Plans for a new entrance to Kensington Palace have been dismissed as "just a few steps above a garden shed" by the local councillor in charge of planning. This is the second scheme by architect John Simpson to be put forward for the doors of the royal residence after the first idea, which Prince Charles also supported, was rejected by the council last year. Daniel Moylan, deputy leader of Kensington and Chelsea council and its cabinet member for planning, had condemned the first plans as "embarrassingly twee" and akin to "something from a garden furniture catalogue".

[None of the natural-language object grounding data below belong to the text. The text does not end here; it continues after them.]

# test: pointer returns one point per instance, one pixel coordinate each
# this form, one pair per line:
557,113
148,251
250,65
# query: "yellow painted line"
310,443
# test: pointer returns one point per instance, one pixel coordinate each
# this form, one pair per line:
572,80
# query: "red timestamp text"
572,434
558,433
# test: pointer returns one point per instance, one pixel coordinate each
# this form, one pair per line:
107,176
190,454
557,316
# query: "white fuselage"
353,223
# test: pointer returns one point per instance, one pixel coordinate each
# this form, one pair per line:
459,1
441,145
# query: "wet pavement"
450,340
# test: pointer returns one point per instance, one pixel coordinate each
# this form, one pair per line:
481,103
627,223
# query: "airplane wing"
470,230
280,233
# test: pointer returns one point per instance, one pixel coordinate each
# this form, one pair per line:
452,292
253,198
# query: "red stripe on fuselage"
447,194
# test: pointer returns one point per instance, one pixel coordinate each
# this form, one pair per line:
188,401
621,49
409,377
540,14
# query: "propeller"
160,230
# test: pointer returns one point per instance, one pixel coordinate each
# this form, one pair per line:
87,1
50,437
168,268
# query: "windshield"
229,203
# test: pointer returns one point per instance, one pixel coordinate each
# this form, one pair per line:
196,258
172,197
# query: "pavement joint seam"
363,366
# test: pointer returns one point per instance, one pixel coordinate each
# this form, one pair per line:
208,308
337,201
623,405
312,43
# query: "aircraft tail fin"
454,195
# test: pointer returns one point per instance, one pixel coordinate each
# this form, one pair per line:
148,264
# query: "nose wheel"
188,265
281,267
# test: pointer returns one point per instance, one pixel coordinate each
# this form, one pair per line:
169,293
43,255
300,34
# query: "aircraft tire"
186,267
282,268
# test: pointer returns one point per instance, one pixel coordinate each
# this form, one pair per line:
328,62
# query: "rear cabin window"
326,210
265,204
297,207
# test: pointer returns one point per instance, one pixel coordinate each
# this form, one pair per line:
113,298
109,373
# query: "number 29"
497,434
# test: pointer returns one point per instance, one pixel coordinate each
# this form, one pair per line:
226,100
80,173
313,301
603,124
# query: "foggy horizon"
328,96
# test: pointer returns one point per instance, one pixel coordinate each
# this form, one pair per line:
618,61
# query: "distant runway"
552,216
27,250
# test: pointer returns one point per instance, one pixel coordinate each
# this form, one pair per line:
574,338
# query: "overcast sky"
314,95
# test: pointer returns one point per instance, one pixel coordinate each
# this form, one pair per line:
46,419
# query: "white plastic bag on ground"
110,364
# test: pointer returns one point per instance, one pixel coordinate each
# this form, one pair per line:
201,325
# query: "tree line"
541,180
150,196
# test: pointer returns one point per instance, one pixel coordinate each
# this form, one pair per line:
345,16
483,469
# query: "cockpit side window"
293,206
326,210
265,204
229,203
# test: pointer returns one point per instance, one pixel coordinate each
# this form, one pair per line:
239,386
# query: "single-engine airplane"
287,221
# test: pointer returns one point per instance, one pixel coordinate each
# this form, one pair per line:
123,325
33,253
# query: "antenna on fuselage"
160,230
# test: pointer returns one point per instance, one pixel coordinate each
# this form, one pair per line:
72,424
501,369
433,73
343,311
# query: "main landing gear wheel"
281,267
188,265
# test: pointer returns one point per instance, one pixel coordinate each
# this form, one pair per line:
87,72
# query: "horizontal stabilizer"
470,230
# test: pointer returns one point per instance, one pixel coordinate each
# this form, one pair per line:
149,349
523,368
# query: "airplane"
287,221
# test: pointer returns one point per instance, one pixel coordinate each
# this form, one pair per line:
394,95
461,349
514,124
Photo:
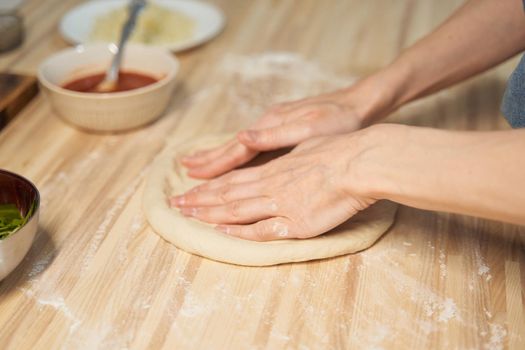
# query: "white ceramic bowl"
15,189
113,111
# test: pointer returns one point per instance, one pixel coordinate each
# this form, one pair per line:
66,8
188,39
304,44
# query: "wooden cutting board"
16,91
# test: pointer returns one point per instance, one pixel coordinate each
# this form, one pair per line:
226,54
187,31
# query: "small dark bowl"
14,189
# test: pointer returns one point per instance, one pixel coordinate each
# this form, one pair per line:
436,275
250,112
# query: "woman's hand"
303,194
286,124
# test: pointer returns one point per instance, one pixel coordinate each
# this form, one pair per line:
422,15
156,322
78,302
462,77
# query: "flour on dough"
167,177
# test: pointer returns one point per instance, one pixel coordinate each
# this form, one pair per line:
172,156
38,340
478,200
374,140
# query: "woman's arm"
474,173
478,36
325,181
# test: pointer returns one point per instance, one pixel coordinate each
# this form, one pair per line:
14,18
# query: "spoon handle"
134,8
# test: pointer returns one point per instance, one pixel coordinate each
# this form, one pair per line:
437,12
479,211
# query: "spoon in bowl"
112,74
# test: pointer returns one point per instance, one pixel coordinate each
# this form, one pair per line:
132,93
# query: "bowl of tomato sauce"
70,79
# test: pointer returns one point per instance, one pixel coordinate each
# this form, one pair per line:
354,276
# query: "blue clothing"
513,104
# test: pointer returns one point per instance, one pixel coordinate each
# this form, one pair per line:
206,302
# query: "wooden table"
97,276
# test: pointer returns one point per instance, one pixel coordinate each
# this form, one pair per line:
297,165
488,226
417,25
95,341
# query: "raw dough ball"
168,177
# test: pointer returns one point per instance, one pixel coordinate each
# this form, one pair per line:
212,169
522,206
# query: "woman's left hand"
300,195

The new application is to be considered by the council planning committee today and has been recommended for approval by planning officers. It involves the construction of a free-standing iron loggia intended to mark out a new entrance on the east side of the Grade I-listed palace. Mr Moylan is calling on members of the planning committee to reject the new plans.
English Heritage supports the new design, but Mr Moylan insists it would damage the building, built by Wren, without any real justification. His objections have been backed by the Society for Ancient Buildings, the Kensington Society and the Knightsbridge Association. Mr Moylan wrote in a statement: "If the last application was decoratively over-elaborate, this is just a few steps above a garden shed.
The latest design is for an open cast iron arch four metres high and nearly nine metres wide with a glass roof and a flush stone flag floor.